A novel strategy for improving genome assembly from very short reads is proposed. It can increase accuracies of assemblies by integrating de novo contigs, and produce comparative contigs by allowing multiple references without limiting to genomes of closely related strains. Comparative contigs are used to scaffold de novo contigs. Using simulated and real datasets, it is shown that our strategy can effectively improve qualities of assemblies of isolated microbial genomes and metagenomes.
With more and more reference genomes available, our strategy will be useful to improve qualities of genome assemblies from very short reads. Some scripts are provided to make our strategy applicable at http://code.google.com/p/cd-hybrid/.
In the past a few years, several new platforms, such as Roche 454, Illumina/Solexa and ABI SOLiD, which are called Next-Generation Sequencing (NGS) technology in general, have revolutionized the sequencing landscape. Compared to the traditional Sanger sequencing method, the NGS technologies have several distinct features. First, the lengths of NGS reads are shorter. A typical read from Sanger sequencing is about 650-800 base pairs. Roche's 454 sequencer produces reads between 250-400 bp, and Solexa/SOLiD reads are generally within 100 bp. Second, the NGS technologies enable one machine to simultaneously produce millions of reads. For example, the Roche/454's GS FLX Titanium, Illumina/the Solexa's GAII and Life/APG's SOLiD 3 can generate about 0.45, 4 and 7 Giga-bytes data in one run . With the dramatically reduced time and cost for sequencing a genome, thousands of such projects have been finished or are in progress. These projects are either de novo sequencing or re-sequencing of prokaryotes and eukaryotic species (Genomes Online Database, http://www.genomesonline.org/). The NGS technologies were first applied to bacterial genomes [2–4]. For eukaryotic genomes sequenced through the NGS technologies, the giant panda genome was solely assembled from Solexa reads ; the filamentous fungus Grosmannia clavigera  and the cucumber Cucumis sativus  were sequenced in combination with the Sanger technology; and the genome of filamentous fungus Sordaria macrospora was assembled from a mixture of Solexa and 454 reads .

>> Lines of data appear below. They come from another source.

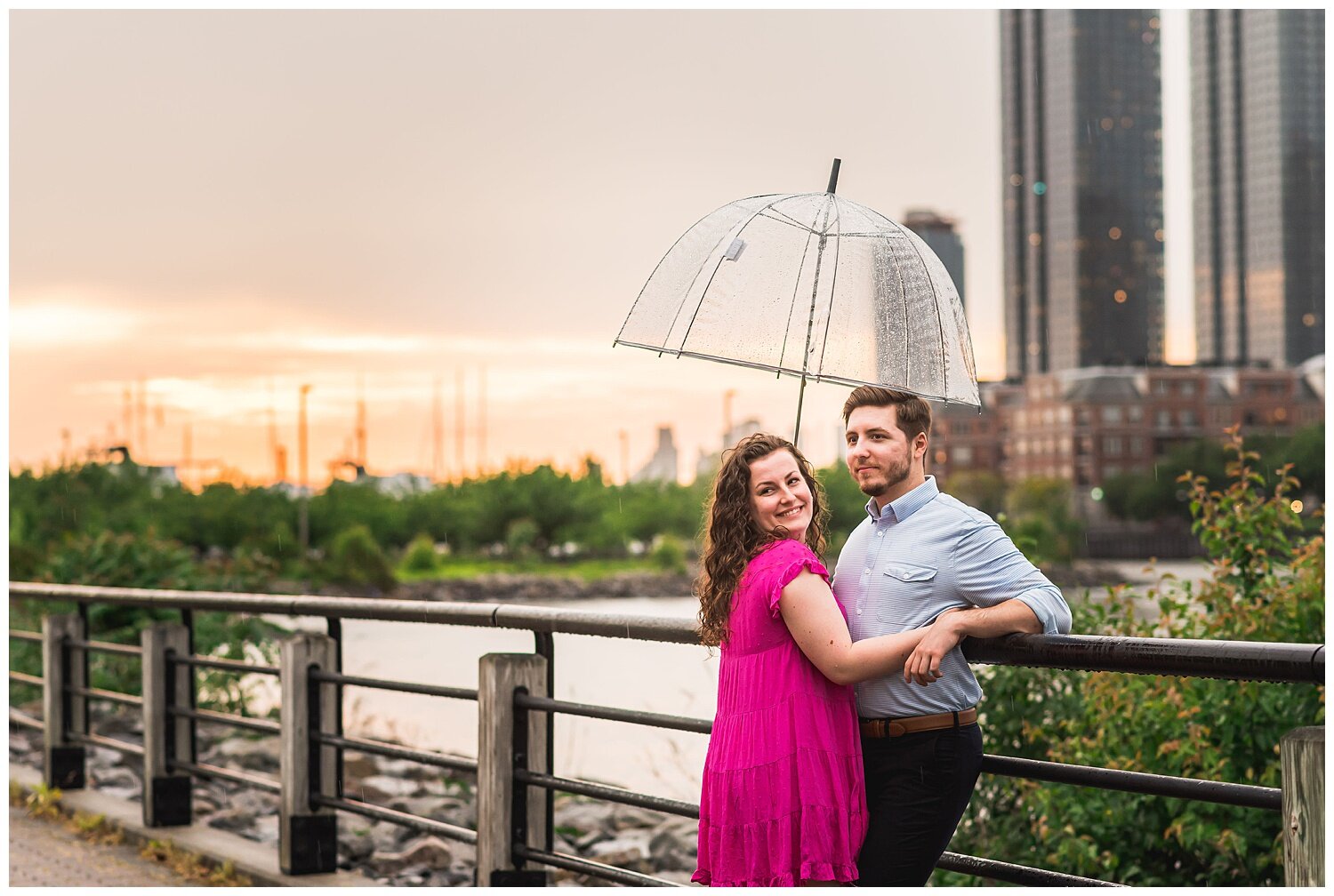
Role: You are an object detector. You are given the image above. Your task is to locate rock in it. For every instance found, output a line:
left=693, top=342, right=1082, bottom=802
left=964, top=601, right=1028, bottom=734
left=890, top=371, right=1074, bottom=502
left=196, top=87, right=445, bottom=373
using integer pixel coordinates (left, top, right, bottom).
left=554, top=800, right=611, bottom=839
left=648, top=819, right=699, bottom=872
left=343, top=752, right=379, bottom=780
left=608, top=805, right=663, bottom=831
left=215, top=738, right=282, bottom=773
left=200, top=810, right=255, bottom=831
left=338, top=813, right=375, bottom=863
left=344, top=775, right=421, bottom=805
left=367, top=837, right=454, bottom=883
left=589, top=831, right=653, bottom=874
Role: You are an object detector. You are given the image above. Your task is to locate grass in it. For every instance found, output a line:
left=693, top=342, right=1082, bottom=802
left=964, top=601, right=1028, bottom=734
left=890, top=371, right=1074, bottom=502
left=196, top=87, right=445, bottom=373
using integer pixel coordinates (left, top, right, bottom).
left=10, top=780, right=253, bottom=887
left=394, top=557, right=663, bottom=583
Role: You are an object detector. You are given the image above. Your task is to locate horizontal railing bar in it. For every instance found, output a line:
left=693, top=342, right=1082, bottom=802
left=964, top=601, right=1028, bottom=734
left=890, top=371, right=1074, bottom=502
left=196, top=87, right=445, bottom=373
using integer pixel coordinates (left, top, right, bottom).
left=936, top=852, right=1125, bottom=887
left=10, top=581, right=699, bottom=644
left=309, top=669, right=478, bottom=700
left=982, top=754, right=1283, bottom=812
left=167, top=759, right=283, bottom=794
left=311, top=732, right=478, bottom=772
left=66, top=637, right=144, bottom=656
left=167, top=655, right=277, bottom=675
left=69, top=731, right=144, bottom=756
left=514, top=693, right=714, bottom=735
left=10, top=581, right=1325, bottom=683
left=963, top=635, right=1325, bottom=684
left=311, top=795, right=478, bottom=844
left=167, top=707, right=283, bottom=735
left=514, top=768, right=699, bottom=820
left=66, top=685, right=144, bottom=707
left=512, top=843, right=686, bottom=887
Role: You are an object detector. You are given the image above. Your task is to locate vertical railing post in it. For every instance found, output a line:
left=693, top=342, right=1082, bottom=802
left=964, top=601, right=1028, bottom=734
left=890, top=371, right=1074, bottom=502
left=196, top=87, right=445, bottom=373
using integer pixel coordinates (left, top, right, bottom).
left=42, top=615, right=87, bottom=791
left=277, top=634, right=339, bottom=875
left=1280, top=725, right=1325, bottom=887
left=139, top=623, right=195, bottom=828
left=477, top=653, right=547, bottom=887
left=533, top=632, right=557, bottom=852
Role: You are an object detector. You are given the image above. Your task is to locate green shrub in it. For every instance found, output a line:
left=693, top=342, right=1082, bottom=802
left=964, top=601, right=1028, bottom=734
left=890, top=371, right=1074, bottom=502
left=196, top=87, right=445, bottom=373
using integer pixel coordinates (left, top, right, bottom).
left=325, top=524, right=395, bottom=591
left=403, top=532, right=437, bottom=572
left=650, top=535, right=686, bottom=575
left=936, top=432, right=1325, bottom=887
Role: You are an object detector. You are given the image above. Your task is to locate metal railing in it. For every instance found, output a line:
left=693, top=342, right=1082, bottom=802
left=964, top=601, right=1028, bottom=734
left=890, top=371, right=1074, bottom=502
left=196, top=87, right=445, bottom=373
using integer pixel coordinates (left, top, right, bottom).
left=10, top=583, right=1325, bottom=885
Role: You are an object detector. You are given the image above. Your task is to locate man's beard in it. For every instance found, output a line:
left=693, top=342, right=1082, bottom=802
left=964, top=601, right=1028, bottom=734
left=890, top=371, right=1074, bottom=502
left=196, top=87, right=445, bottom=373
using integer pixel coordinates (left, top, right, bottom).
left=858, top=464, right=912, bottom=498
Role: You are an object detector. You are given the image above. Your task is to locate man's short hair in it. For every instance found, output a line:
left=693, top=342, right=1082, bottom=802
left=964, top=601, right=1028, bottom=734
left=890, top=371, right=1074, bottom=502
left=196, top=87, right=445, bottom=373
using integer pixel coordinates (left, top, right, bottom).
left=843, top=386, right=931, bottom=442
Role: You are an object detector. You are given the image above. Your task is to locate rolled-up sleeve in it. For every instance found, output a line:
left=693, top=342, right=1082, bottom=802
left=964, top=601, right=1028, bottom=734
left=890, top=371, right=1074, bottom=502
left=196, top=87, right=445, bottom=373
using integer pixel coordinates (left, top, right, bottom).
left=954, top=519, right=1072, bottom=635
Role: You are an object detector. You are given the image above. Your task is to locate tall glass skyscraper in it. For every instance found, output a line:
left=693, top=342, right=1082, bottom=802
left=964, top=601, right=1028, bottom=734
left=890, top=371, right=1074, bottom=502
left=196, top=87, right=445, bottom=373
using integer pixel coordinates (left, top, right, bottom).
left=904, top=208, right=965, bottom=308
left=1190, top=10, right=1325, bottom=367
left=1000, top=10, right=1163, bottom=376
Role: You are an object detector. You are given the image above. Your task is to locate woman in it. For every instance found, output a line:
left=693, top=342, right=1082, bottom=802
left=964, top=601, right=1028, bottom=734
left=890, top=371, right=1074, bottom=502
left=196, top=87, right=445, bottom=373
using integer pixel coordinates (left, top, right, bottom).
left=693, top=434, right=922, bottom=887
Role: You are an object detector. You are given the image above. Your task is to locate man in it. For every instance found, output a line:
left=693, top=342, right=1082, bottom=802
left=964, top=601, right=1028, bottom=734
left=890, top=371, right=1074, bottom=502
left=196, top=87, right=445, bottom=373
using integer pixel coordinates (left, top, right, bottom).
left=834, top=386, right=1070, bottom=887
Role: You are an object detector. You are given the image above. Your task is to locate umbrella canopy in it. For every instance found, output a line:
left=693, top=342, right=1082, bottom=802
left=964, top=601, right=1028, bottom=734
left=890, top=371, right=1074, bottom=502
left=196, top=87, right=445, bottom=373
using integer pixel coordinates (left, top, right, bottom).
left=615, top=187, right=981, bottom=424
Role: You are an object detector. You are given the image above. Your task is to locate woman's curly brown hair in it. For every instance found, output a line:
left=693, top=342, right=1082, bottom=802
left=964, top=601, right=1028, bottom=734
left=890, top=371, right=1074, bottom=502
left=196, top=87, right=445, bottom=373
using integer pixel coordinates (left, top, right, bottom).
left=695, top=432, right=830, bottom=647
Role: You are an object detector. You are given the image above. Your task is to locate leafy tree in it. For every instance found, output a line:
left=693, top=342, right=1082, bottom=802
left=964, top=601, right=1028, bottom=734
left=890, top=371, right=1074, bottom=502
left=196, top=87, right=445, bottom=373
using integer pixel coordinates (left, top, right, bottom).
left=325, top=524, right=395, bottom=591
left=936, top=431, right=1325, bottom=887
left=403, top=532, right=435, bottom=572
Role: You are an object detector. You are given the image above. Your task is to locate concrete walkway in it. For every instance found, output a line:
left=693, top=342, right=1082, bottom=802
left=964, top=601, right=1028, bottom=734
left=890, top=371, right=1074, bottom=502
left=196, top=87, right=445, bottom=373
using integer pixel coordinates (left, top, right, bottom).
left=10, top=805, right=199, bottom=887
left=10, top=763, right=383, bottom=887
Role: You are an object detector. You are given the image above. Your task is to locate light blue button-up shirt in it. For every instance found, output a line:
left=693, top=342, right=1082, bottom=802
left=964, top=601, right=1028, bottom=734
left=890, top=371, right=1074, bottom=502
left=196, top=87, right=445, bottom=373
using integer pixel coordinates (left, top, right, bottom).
left=834, top=476, right=1070, bottom=719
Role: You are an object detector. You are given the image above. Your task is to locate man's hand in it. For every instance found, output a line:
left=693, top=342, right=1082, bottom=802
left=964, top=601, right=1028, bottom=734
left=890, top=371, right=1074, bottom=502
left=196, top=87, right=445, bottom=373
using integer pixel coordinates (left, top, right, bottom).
left=904, top=608, right=963, bottom=685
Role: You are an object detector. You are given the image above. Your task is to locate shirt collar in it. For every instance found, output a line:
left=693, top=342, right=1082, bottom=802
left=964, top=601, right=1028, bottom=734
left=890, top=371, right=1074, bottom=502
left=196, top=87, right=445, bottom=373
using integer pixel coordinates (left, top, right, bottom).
left=866, top=475, right=941, bottom=523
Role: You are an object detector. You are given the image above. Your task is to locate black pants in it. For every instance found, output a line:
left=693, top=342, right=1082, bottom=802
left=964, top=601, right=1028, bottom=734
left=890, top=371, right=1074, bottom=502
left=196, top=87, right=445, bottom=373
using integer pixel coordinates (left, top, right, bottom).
left=856, top=723, right=982, bottom=887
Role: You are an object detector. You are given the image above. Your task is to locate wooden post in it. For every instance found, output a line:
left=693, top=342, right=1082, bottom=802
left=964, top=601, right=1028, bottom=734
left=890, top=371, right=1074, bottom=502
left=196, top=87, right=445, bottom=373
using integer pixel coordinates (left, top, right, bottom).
left=1280, top=725, right=1325, bottom=887
left=139, top=623, right=194, bottom=828
left=42, top=615, right=87, bottom=791
left=478, top=653, right=547, bottom=887
left=277, top=634, right=339, bottom=875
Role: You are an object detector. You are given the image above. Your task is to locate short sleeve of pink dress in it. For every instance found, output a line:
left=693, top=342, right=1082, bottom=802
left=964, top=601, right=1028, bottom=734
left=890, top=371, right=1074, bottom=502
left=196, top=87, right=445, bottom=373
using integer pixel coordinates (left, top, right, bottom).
left=691, top=539, right=867, bottom=887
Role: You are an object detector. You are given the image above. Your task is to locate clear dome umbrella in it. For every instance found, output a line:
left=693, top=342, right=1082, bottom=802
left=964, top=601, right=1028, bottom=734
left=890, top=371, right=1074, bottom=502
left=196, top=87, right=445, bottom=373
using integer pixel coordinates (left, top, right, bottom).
left=614, top=159, right=981, bottom=442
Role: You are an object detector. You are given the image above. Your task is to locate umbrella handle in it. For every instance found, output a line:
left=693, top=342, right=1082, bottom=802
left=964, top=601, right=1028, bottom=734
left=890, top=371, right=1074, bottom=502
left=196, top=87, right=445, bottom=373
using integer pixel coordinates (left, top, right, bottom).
left=792, top=375, right=806, bottom=450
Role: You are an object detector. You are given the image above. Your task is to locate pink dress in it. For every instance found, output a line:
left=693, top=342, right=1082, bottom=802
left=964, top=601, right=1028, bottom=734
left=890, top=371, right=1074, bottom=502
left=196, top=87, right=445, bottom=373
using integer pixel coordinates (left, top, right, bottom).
left=691, top=539, right=867, bottom=887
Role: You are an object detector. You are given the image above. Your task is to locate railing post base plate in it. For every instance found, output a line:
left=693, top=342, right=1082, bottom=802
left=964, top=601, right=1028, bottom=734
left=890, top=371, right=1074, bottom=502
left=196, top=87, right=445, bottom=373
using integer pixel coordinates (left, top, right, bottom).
left=144, top=775, right=194, bottom=828
left=283, top=812, right=338, bottom=875
left=47, top=747, right=87, bottom=791
left=491, top=869, right=549, bottom=887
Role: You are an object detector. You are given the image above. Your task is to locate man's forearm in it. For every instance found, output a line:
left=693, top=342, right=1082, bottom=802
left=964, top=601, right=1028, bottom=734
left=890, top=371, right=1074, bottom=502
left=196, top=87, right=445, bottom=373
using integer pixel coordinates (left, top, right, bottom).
left=938, top=597, right=1042, bottom=640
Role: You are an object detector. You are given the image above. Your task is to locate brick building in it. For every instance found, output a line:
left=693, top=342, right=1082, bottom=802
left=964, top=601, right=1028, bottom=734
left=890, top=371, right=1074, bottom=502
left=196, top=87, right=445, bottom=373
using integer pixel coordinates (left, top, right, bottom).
left=930, top=356, right=1325, bottom=517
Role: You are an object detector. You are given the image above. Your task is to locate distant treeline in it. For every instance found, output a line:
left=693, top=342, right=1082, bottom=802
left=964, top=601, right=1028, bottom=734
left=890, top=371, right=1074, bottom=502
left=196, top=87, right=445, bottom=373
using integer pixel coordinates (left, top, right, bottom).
left=10, top=427, right=1325, bottom=587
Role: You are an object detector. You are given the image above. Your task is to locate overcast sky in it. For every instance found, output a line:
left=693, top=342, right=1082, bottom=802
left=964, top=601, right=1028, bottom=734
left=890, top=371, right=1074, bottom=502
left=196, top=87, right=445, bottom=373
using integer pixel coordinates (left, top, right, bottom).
left=10, top=11, right=1193, bottom=480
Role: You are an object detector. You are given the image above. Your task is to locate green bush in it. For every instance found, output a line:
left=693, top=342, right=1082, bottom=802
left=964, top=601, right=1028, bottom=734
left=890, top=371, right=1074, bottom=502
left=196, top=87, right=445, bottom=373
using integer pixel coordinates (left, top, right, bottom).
left=403, top=532, right=435, bottom=572
left=10, top=532, right=285, bottom=712
left=325, top=524, right=397, bottom=591
left=936, top=432, right=1325, bottom=887
left=650, top=535, right=686, bottom=575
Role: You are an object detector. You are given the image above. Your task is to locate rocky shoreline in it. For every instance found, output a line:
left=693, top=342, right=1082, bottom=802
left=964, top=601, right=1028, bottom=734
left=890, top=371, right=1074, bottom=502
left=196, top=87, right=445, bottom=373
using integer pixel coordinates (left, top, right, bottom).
left=10, top=714, right=696, bottom=887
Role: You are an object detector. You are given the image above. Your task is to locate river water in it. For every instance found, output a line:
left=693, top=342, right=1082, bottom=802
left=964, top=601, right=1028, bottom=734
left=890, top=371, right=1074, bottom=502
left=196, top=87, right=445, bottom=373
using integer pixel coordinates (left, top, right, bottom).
left=268, top=562, right=1203, bottom=802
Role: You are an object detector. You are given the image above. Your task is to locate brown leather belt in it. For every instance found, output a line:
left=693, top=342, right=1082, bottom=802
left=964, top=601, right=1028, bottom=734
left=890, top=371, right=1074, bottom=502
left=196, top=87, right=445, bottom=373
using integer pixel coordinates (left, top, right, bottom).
left=862, top=707, right=978, bottom=738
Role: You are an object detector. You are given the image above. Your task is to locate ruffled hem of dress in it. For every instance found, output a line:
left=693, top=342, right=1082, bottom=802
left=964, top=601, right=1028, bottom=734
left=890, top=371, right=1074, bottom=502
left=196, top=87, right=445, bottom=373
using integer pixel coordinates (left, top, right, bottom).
left=690, top=861, right=858, bottom=887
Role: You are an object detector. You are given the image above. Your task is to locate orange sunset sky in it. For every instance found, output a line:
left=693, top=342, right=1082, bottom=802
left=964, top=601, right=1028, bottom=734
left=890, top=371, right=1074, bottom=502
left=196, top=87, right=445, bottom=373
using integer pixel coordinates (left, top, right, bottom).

Genome assembly from very short reads is challenging because of genomic repeats and it also requires intensive computation resources. Two strategies are commonly used, the comparative assembly strategy and the de novo assembly strategy. For the comparative assembly strategy, DNA fragments are mapped to the reference and this information is used to infer the structure of genome being sequenced [9, 10]. The de novo assembly strategy is to construct genome sequences from a set of sequence reads without the help of reference genomes, either using the overlap-layout-consensus (OLC) approach or an algorithm based on a de Bruijn graph (DBG). Both methods have been well described in previous reports [11, 12]. Because the DBG-based assemblers can more accurately resolve genomic repeats with less computation than OLC-based ones, they have been widely adopted by genome sequencing projects .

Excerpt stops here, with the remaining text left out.